What to do about a door facing a toilet

For optimal bathroom feng shui, toilet placement matters. "The biggest mistake is, therefore, having a toilet facing the entrance to the bathroom," Cliff Tan says in an exclusive interview with House Digest. "Especially with smaller bathrooms, this can sometimes be inevitable, but if you have the chance to design it, keep this in mind." Even with renovations, space may not always allow for optical toilet placements. With small bathrooms, the layout of the room and the location of plumbing can dictate where a toilet has to go. In these cases, placing a toilet directly in front of the door may be inevitable, but there are still options to remedy this design mistake.

"If your bathroom is so small that the toilet has to face the door, try to use some tricks to make it less obvious," Tan says, "for example, using a door for the bathroom that blends in with the wall, so even when there is 'toilet energy' you do not notice it until you open the door. Another trick is to simply keep the toilet cover closed and the bathroom door shut at all times." Opt for a flat paneled or flush-mounted door with minimal trim to help the feature blend into the wall.

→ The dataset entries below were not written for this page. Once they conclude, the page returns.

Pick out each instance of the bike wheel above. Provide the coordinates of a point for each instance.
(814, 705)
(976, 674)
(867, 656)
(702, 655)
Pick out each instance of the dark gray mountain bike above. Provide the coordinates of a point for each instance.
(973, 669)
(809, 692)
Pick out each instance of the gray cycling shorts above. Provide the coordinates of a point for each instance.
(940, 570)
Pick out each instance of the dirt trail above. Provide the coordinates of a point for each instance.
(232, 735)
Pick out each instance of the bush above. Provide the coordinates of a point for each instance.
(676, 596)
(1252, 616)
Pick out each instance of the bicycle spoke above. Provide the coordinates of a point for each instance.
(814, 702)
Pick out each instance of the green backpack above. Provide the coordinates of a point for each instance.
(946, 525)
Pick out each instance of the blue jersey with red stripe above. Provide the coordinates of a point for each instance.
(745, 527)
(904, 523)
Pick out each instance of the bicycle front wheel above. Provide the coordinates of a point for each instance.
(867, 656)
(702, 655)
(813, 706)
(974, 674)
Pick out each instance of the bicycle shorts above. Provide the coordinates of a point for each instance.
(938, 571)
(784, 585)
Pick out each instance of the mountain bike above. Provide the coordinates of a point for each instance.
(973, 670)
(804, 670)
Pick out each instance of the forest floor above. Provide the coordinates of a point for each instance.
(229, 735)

Another option if you're able to design your bathroom space is to add a water closet. "If you have the luxury, having the toilet in its own separate room is always a luxurious bonus! This also makes the bathroom experience more private and comfortable."

Creating a serene bathroom

As Cliff Tan says in his exclusive interview with House Digest, clutter from toiletries can be a detriment to the serenity of the bathroom. Finding storage solutions for all the toiletries and products you use in a small bathroom can be a challenge. The trick is to use as much vertical space as possible. Wall shelves and mirror medicine cabinets are good places to store medicine bottles, rubbing alcohol, and other products you need easy access to but don't use daily. If you rent a space or don't want to put holes in the wall, consider an over-the-toilet storage shelf.

Underneath your sink, store cleaning products, toilet paper, and excess bottles of soap and shampoo. Keep your counter space as clear as possible. Items you use daily, like your toothbrush and skincare, can be kept here for ease of access. It's also a good idea to take stock of what you use and don't. If something has been sitting around unused, consider throwing it out or donating it if it is unopened to free the space of clutter.

"[R]emember a bathroom is a place to relieve yourself, so keep it calm and relaxing," Tan advices. "Even though we regard [the] bathroom as a bad place in feng shui, it does not mean it should be neglected; if designed well, it would allow you to feel comfortable inside and out!"